Località con gli aumenti più rilevanti
L’indagine si è basata in forma anonima e ha coinvolto 222 lidi balneari in 10 località: Lignano, Rimini, Senigallia, Viareggio, Palinuro, Alassio, Gallipoli, Alghero, Taormina, Giadini Naxos e Anzio. E nella prima settimana di agosto dal 2 all’8 per un ombrellone e due lettini i rincari variavano per città:
- Taormina e Giardini Naxos +16% rispetto al 2025
- Alghero +14 %
- Gallipoli +10%
Le spiagge più costose d’Italia
Fra le mete più care, osservando il prezzo medio settimanale, c’è Alassio con 340 euro richiesti seguita da Gallipoli 324 euro, Alghero 274 euro, Taormina e Giardini Naxos 273 euro , Viareggio 232 euro.
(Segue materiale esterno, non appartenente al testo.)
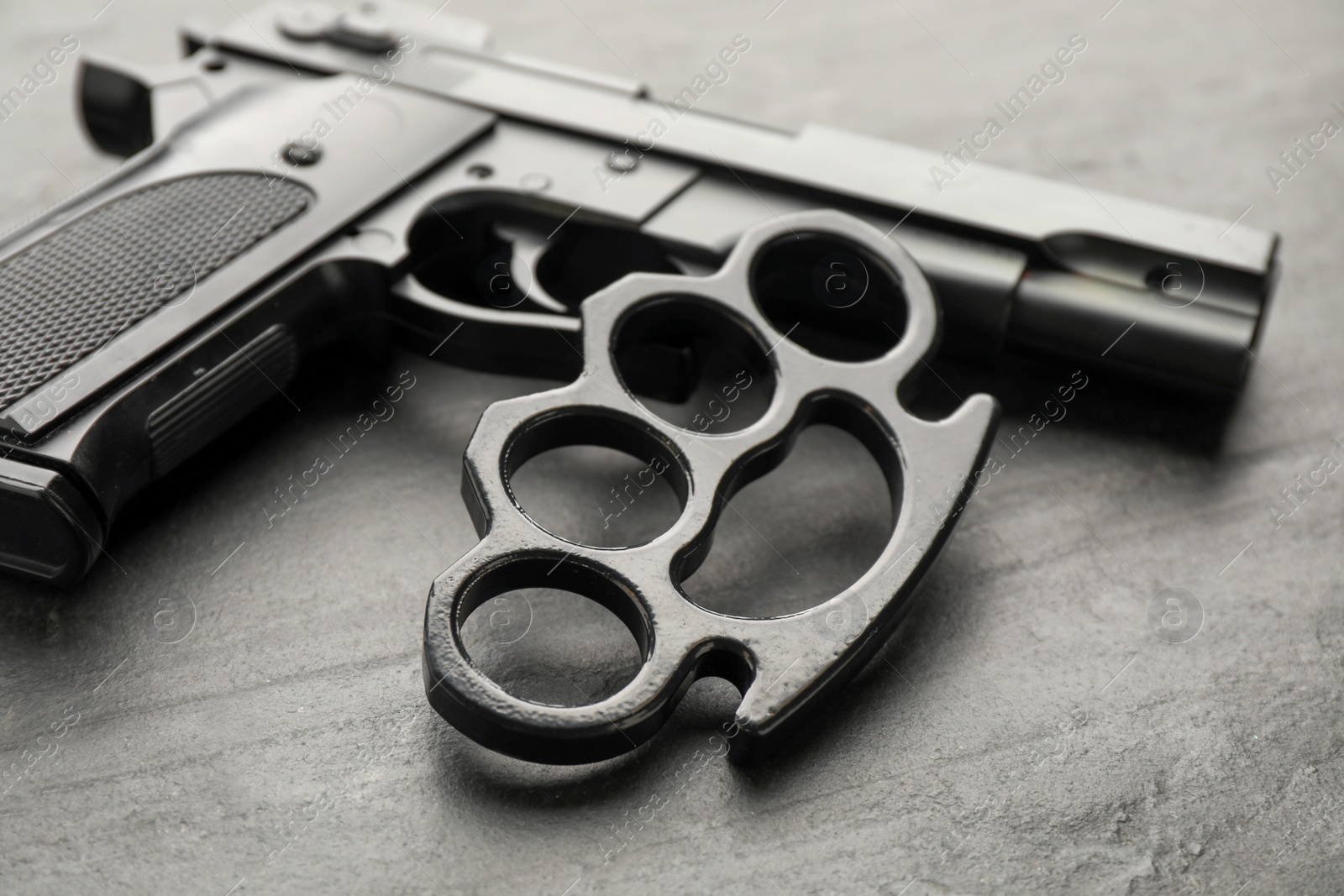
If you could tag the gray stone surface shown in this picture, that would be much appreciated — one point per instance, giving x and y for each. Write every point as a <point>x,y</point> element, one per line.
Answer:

Il prezzo scende, invece, se andiamo nelle zone di Palinuro 188 euro, Anzio 179 euro, Senigallia 159 euro, Rimini 158 euro, Lignano 157 euro. Per quanto riguarda il costo medio nazionale arriva a raggiungere 238 euro a settimana per la prima fila.
Perché proprio stabilimenti e spiaggia libera?
Secondo Altroconsumo la scelta dello stabilimento riguarda le comodità: lettini, ombrelloni, doccia, bar e sorveglianza che permettono ai bagnanti di trascorrere giornate rilassanti e sicure.
La scelta della spiaggia libera invece avviene per la gratuità e la possibilità di scegliere un posto diverso ogni giorno.